The mature male gamet present in female genital tract after ejaculation still does not possess the motility and real fertilizing ability required to fuse with an egg cell. The fully fertilizing ability of male gamet is only reached after undergoing a progressive process named capacitation. Sperm reaching the oocyte before capacitation won’t be able to penetrate the oocyte’s thick outer layer of cells (zona pellucida). The process of capacitation goes on while the sperm cell realizes its journey through the female genital tract. The female genital tract itself takes an important part in the capacitation process by secreting specific chemical substances: albumin, lipoproteins, proteolytic, glycosidasic enzymes and others). These chemical substances help the induction of capacitation. The process of capacitation can be characterized by the structural and functional changes in the sperm cell. Such changes involve membrane modification, protein modification (through phosphorylation) and modulation of enzymatic activity. Above mentioned changes are only partially known at a molecular level but most of them require an adequate supply of energy. For this reason, sperm cells also modify their metabolism in order to adequately sustain capacitation and the closely related phenomenon of sperm hyperactivation.
Membrane modifications
Albumin, the major protein present in the female reproductive secretion, has the leading role in the structural membrane modification. Albumin possess the ability to drain sterols (mainly cholesterol) from plasma membrane. The loss of cholesterol destabilizes the sperm plasma membrane. This way the membrane becomes more permeable allowing easier Ca2+ transportation into the sperm cell (Pic. 1). The destabilization of sperm cell membrane also increases its capacity to fuse with an egg. In another words the membrane of sperm cell becomes to be fusogenic. This quality is essential in the very beginning of the fertilization when the acrosomal reaction happens.
Protein modifications
One way of changing the protein activity is through the phosphorylation of tyrosin residues. This kind of change affects for example proteins involved in signal transduction through plasma membrane. Another important part of sperm cell, where the protein phosphorylation takes place, is the flagellum. Flagellum is responsible for the progressive movement of the sperm cell. The phosphorylation of proteins in flagellum is associated with the process of hyperactivation resulting in increased movement activity of flagellum.

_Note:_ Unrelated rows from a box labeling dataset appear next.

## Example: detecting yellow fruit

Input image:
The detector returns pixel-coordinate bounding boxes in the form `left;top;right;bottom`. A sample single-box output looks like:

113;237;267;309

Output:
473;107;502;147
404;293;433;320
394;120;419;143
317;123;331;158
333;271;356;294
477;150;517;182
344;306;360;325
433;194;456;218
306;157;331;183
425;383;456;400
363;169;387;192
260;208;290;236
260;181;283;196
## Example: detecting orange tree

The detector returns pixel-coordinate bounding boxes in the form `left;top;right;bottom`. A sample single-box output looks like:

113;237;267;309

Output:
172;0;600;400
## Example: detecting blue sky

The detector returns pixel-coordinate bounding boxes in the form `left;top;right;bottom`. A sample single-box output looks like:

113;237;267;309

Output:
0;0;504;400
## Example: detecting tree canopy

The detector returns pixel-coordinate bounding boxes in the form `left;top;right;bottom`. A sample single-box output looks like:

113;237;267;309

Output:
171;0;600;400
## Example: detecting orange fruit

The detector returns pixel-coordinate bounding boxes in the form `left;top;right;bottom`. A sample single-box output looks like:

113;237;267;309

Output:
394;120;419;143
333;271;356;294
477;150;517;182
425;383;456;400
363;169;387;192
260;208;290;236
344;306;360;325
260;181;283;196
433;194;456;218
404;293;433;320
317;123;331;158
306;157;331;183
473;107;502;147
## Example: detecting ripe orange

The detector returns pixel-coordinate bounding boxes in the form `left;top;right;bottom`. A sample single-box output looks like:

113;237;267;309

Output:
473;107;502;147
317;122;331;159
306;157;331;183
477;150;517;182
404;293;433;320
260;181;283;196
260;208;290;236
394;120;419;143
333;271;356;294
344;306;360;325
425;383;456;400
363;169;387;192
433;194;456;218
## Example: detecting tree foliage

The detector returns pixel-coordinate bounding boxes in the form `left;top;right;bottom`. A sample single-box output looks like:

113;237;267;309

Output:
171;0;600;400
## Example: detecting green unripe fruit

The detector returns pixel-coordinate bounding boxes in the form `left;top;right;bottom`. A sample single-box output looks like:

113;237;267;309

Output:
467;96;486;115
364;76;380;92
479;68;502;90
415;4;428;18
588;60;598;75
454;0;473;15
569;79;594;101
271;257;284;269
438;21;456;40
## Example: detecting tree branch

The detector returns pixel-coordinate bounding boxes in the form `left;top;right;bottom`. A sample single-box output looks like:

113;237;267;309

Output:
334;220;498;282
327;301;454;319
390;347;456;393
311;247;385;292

The hyperactivation process is thought to be necessary for spermatozoa to penetrate the cumulus complex surrounding the ovulated egg, bind to the zona-intact egg, and undergo the acrosomal reaction.

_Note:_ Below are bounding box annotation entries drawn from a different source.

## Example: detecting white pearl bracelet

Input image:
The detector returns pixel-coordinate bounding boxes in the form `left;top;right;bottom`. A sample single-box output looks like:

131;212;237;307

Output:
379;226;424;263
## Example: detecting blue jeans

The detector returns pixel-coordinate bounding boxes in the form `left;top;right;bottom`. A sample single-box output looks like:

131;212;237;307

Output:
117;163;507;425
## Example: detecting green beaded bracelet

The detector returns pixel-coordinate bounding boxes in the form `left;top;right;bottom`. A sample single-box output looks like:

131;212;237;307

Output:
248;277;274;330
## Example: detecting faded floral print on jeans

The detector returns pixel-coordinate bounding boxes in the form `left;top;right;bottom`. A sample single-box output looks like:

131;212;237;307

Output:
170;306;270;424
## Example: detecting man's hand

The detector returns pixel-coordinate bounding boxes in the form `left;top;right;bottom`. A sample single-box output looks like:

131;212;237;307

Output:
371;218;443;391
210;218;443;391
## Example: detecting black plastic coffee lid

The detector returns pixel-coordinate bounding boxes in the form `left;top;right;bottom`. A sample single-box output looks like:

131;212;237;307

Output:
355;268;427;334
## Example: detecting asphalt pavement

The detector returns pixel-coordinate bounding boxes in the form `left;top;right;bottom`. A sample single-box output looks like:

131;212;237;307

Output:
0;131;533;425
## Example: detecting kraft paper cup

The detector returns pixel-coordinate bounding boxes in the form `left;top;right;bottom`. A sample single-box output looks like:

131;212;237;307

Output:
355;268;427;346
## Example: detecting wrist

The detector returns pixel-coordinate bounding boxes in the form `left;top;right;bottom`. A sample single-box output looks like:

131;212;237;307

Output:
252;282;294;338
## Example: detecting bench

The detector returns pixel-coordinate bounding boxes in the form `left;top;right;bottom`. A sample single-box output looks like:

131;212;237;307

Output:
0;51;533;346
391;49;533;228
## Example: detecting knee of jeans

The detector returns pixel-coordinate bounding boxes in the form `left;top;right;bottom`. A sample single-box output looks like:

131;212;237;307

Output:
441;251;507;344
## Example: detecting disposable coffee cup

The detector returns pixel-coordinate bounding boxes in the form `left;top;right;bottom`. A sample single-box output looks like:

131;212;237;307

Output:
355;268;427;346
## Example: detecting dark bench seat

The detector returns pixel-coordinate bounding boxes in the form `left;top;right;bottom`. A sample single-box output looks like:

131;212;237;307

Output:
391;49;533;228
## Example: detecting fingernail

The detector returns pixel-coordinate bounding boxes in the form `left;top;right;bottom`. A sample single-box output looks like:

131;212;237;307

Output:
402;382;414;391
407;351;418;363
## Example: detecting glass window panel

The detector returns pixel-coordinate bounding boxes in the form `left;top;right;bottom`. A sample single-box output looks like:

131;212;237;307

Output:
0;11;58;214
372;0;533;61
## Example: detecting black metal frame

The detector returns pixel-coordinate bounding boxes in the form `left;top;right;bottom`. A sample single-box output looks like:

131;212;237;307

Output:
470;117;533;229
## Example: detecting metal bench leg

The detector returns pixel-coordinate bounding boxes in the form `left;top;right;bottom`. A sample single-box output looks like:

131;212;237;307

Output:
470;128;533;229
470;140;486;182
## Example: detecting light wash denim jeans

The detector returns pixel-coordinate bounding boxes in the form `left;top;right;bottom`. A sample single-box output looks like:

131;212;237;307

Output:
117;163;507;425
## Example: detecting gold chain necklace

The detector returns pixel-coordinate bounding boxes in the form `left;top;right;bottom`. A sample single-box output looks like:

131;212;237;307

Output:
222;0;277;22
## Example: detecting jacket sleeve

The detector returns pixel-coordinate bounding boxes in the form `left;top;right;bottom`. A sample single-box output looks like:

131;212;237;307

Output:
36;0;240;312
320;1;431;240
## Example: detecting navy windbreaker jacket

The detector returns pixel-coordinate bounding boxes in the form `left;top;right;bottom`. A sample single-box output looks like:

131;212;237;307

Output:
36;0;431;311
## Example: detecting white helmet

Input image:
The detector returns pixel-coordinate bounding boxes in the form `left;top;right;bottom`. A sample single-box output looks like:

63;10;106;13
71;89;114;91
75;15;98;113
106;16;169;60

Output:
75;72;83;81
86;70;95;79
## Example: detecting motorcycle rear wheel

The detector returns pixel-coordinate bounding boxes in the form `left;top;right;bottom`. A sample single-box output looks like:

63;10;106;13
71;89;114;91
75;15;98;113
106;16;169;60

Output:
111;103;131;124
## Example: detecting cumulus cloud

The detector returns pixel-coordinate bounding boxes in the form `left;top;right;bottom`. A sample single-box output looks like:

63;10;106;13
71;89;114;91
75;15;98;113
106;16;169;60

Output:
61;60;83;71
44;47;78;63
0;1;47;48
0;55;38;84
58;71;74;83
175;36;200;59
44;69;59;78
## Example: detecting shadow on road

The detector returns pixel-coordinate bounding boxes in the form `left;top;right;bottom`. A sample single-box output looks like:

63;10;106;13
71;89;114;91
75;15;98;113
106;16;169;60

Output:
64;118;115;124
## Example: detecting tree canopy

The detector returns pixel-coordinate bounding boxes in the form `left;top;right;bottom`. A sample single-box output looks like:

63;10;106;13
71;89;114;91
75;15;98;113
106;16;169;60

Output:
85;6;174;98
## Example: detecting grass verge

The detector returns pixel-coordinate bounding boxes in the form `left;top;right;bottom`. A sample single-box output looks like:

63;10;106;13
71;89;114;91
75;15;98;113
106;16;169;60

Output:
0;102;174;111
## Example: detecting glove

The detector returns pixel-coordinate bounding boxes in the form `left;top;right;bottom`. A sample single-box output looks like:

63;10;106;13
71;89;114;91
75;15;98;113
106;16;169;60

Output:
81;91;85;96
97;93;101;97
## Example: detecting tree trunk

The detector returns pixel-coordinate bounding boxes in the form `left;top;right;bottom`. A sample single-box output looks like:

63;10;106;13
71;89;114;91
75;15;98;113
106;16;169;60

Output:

Modulation of enzymatic activity
The modulation of enzymatic activity is the result of above mentioned increased permeability of plasma membrane for the Ca+2 ions, which are important signal molecules in eukaryotic cells. Calcium is effecting the sperm capacitation through Ca2+-binding proteins that undergo conformational changes upon interaction with Ca2+ ion. This interaction plays an important role in several cell signalling pathways by modulating biological activities of multiple enzymes and ion pumps (including Ca2+/calmodulin-dependent kinases). Another way of modulating the enzymatic activity is through the transmembrane movement of HCO-3 anions into sperm cells, that may be responsible for the increased pH inside the sperm cell during the process of capacitation. HCO-3 is also stimulating adenylyl cyclase, the sperm enzyme responsible for raising the levels of cAMP by increased synthesis. The primary target of cAMP is protein kinase A (PKA), an enzyme that is stimulated in capacitating/capacitated sperm cells.